Where should i start to make my application reliable

Priyanka Dey
3 min readJan 6, 2022

In a world with high expectations and availability. The challenge that often worries service provides and application owners , how to make applications more reliable.

A customer logs in to a website and often finds the unavailable message. Of course, we can derive a simple theory reliability is equal to financial gains.

So where should organisations start to make their applications reliable. Isn't that the answer to the question everyone , running a business wants to know. Thats the question, that gets asked at every meeting small or big.

Before we even answer that question, let’s establish what do we mean by reliability. Reliability as my best friend google defines it , “the quality of being trustworthy or of performing consistently well” .

The quality of being consistently performing well, so if I am the CEO of a e-commerce website that hosts pictures lets call it Piciee , making the website available to my customers /consumers to upload their pictures to the website ,will be the number one importance on my agenda .

In order to make decisions on how your application is performing you need data or metrics. And these metric then tie back to the consumer requirement. SLA’s , SLO’s and SLI’s are tools that help a business evaluate the state of a current system and recommend how to improve performance and help achieve the desired state of the application .

Service Level Objectives — to believe that a platform can be reliable as expected. Reliability is deeply associated with the health of the application , how healthy should the application be at all times.

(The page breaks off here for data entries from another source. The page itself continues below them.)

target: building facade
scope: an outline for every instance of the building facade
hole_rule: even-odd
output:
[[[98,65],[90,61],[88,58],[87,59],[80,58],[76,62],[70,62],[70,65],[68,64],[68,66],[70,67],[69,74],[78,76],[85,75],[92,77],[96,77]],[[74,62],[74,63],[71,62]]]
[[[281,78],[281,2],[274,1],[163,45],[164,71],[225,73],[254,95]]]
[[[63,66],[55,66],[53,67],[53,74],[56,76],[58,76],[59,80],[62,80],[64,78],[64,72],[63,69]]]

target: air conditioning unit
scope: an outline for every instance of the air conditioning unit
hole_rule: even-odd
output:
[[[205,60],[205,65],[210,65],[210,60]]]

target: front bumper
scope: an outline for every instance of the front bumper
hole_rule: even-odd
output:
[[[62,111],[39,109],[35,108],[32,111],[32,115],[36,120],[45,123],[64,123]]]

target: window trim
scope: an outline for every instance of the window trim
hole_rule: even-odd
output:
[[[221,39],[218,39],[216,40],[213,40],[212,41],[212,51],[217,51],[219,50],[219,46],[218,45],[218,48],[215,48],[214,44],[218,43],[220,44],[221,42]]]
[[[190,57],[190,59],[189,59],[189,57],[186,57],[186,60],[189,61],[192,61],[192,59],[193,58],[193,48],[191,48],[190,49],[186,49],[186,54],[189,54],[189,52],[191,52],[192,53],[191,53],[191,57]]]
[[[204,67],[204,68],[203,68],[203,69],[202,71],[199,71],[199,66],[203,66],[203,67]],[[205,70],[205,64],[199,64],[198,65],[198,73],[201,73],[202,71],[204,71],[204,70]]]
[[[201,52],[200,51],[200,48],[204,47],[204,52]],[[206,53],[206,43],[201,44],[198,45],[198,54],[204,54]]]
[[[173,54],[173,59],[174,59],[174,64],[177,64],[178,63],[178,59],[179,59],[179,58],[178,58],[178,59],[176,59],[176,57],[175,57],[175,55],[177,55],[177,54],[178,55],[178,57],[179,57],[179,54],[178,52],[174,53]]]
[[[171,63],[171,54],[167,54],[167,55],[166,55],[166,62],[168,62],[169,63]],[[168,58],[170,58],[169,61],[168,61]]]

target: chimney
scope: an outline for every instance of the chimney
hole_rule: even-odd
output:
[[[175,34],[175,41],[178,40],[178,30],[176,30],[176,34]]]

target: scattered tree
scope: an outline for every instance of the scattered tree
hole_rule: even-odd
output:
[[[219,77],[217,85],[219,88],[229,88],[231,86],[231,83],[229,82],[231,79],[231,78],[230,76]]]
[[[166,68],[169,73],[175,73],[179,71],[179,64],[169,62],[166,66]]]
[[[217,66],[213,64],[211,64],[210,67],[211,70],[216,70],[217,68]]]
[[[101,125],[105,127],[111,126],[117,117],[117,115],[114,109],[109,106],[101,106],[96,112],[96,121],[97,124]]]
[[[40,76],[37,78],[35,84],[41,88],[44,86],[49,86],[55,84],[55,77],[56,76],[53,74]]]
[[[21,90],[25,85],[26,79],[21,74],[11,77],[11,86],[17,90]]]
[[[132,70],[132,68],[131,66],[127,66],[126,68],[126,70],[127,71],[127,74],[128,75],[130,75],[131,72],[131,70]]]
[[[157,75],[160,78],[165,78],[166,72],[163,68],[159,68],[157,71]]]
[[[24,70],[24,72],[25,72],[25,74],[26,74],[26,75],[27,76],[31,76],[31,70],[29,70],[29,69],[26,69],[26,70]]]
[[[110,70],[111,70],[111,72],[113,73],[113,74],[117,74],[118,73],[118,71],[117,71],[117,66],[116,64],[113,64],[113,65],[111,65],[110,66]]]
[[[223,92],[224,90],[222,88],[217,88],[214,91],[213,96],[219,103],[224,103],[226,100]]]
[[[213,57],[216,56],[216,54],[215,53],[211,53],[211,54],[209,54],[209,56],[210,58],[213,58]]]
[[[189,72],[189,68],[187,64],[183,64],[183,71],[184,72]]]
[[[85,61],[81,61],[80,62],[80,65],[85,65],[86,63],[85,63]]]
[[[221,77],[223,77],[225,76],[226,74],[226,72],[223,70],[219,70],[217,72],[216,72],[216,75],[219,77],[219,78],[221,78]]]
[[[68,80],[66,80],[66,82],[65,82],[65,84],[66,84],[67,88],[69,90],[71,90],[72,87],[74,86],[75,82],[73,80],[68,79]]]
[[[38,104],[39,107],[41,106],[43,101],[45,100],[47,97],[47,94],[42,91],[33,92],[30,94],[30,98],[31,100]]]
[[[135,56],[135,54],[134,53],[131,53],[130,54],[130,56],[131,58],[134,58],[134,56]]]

So to define Service Level Objective — it is the percentage of the time the application is expected to be healthy. I say healthy , as when the services in the application are healthy , the services will be available for consumption

Service Level Objective is the common target objective for availability, that is agreed achievable by developers, release managers, SRE’s and various other stakeholders .

Before of-course we begin with the process of deciding the SLO , through hours of gruelling decisions .Its assumed that the application is healthy and available as we start working through a target for Service Level Objective . We cannot work with a system that is not available , unless it is functional then only can we decide on a target availability .

So let’s go back to Piciee the picture hosting website , in our article . Let’s walkthrough some of the user stories for Piciee

  1. Piciee should be available to users for uploading of pictures 90% of the time

The SRE’s ,developers and stakeholders have agreed that Piciee should be available 90% of the time in a month, which means 90% of the time the application should be healthy . Assuming, we have 30 days in a month 27 days in a month the website should be up and running and 10%r thats about 3 days in a month the website will can be unavailable . This percentage of unavailability is defined as the Error Budget.

These 3 days a month can be used for maintenance windows, downtimes for new future release, rolling out fixes.

However, if in a month ,Piciee is down for more than 3 days it’s time to re evaluate the performance of the services. Time to go back to the drawing board and review the architectural design, make changes and find the root cause of what is causing the Error Budget to dip or in other wordings the application being unavailable more.

SLO is a powerful tool backed by metrics and data to let the SRE’s, developers and stakeholders understand if the application can be available, reliable or how to make it more useful.

Service Level Indicators — based on what measurement will you probe the performance of the service. And that is Service Level Indicator . If you want to know how to make your system reliable , you should measure the rates of successful and unsuccessful queries to the application.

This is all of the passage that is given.